Weatherford International (NYSE: WFT) was hit by an analyst downgrade today–downgrades often have more impact in weak markets than strong markets. I reiterate my buy recommendation on the stock. Execution issues and concerns about the firm’s projects in Mexico have weighed on shares in recent months, but these challenges are more than priced into the stock–Weatherford International’s shares are cheap relative to its peers and don’t reflect the company’s superior growth prospects.

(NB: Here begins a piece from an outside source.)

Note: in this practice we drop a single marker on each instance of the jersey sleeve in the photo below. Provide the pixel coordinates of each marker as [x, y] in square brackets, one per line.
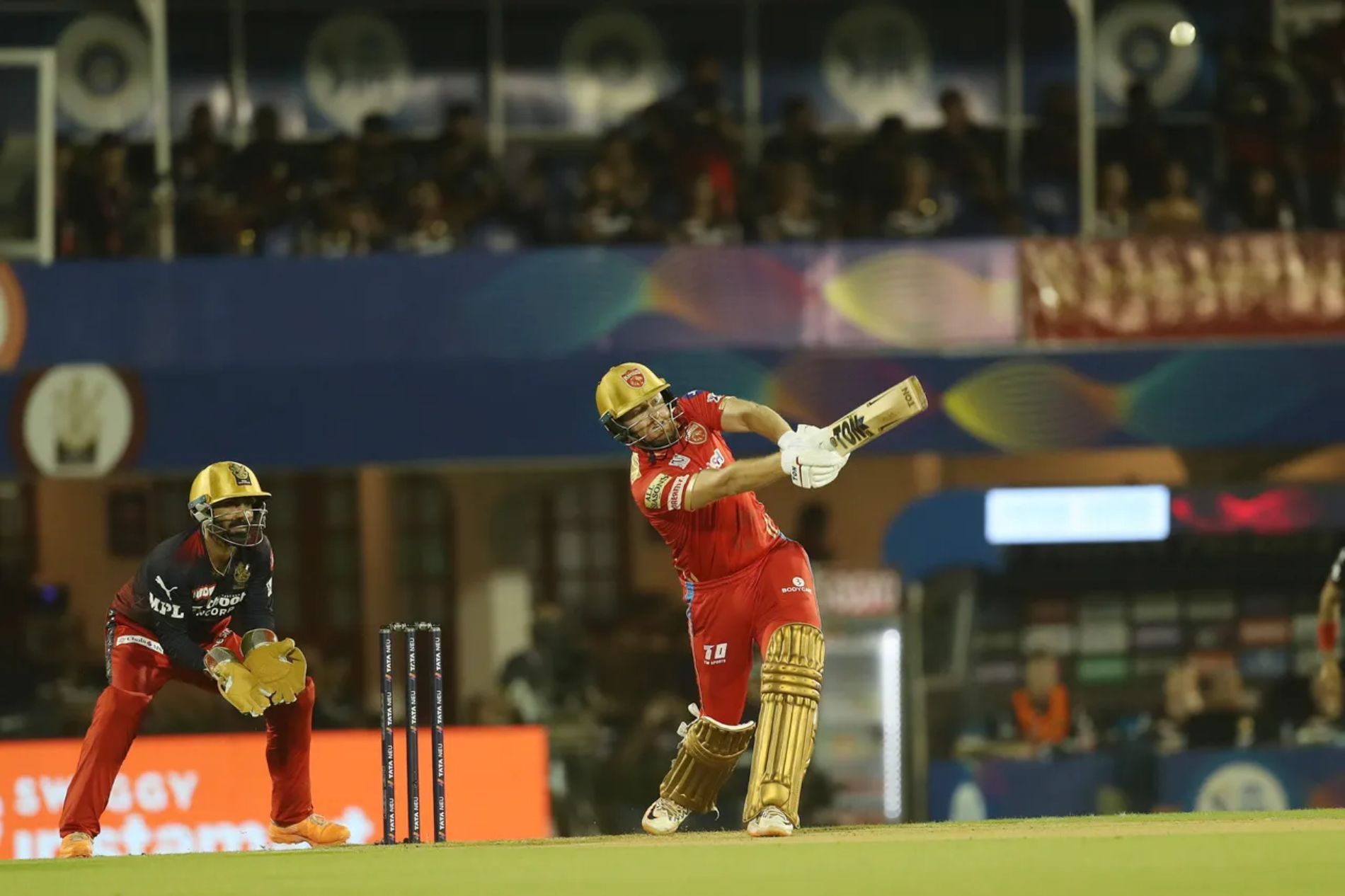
[704, 408]
[257, 609]
[660, 490]
[168, 597]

Outside the model Portfolio’s services names, Anadarko Petroleum (NYSE: APC), Petrobras (NYSE: PBR) and EOG Resources (NYSE: EOG) are all leveraged to crude oil prices. The latter has a major analyst meeting just a few weeks away that should provide an upside catalyst, a prospect I highlighted in The Explorers. Finally, refiner Valero (NYSE: VLO) is a buy under 20 as a play on improving crack spreads–a short-term trade I outlined in the Feb. 17, 2010, issue A New Dark Age for Refiners.

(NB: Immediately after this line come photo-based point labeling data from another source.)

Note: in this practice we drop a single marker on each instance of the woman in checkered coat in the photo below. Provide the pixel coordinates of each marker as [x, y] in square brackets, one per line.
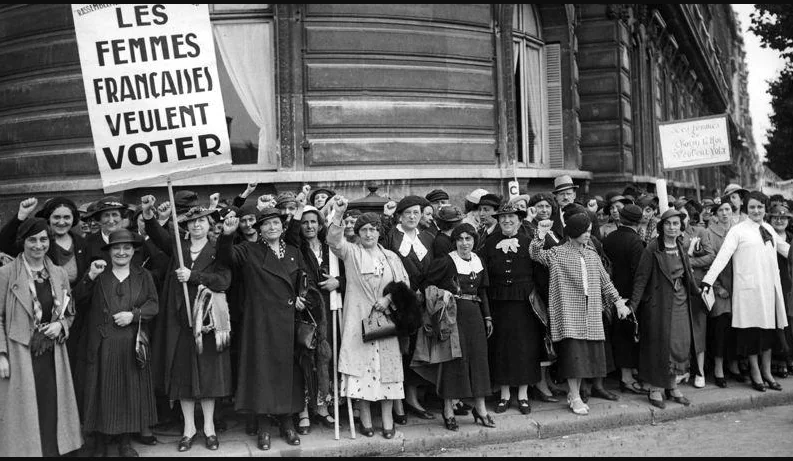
[580, 289]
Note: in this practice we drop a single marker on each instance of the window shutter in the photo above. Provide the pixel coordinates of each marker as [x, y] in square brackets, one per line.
[553, 80]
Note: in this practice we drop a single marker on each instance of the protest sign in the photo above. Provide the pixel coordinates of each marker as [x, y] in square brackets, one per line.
[153, 93]
[695, 142]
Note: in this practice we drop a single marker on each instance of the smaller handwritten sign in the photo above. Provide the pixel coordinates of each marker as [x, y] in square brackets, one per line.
[695, 142]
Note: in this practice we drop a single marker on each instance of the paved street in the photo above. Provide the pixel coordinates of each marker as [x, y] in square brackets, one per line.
[756, 432]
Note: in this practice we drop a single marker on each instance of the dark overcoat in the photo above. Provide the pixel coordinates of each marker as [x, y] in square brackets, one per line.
[204, 271]
[268, 379]
[653, 292]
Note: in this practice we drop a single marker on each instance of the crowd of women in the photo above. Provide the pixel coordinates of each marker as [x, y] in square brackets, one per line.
[111, 314]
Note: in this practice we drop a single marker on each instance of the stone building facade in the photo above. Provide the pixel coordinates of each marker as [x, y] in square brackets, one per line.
[408, 96]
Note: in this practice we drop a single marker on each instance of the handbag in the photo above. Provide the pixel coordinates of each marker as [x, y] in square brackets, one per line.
[377, 326]
[306, 332]
[142, 348]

Also remember that oil and natural gas are not the same markets; investors should not expect the two commodities to march in lockstep.
As I noted in the first issue of 2010, The Crystal Ball, I don’t expect natural gas prices to soar this year because US drilling activity is increasingly focused on natural gas shale plays such as the Haynesville Shale and the Marcellus. The best shale plays in the US are economic even with gas prices between $4 and $5 per million British thermal units.
The best measure of activity in the shale is the US horizontal rig count; producers must use horizontal rigs to drill most of these plays. The horizontal rig count has soared from around 560 at the beginning of this year to over 700–a new record high and more than double last year’s low.
Meanwhile, the vertical rig count–a measure of activity in conventional plays–stands at 489, off its lows but still down roughly 50 percent from the highs recorded in 2008.This is clear evidence that the shale plays are the most economic in the US today.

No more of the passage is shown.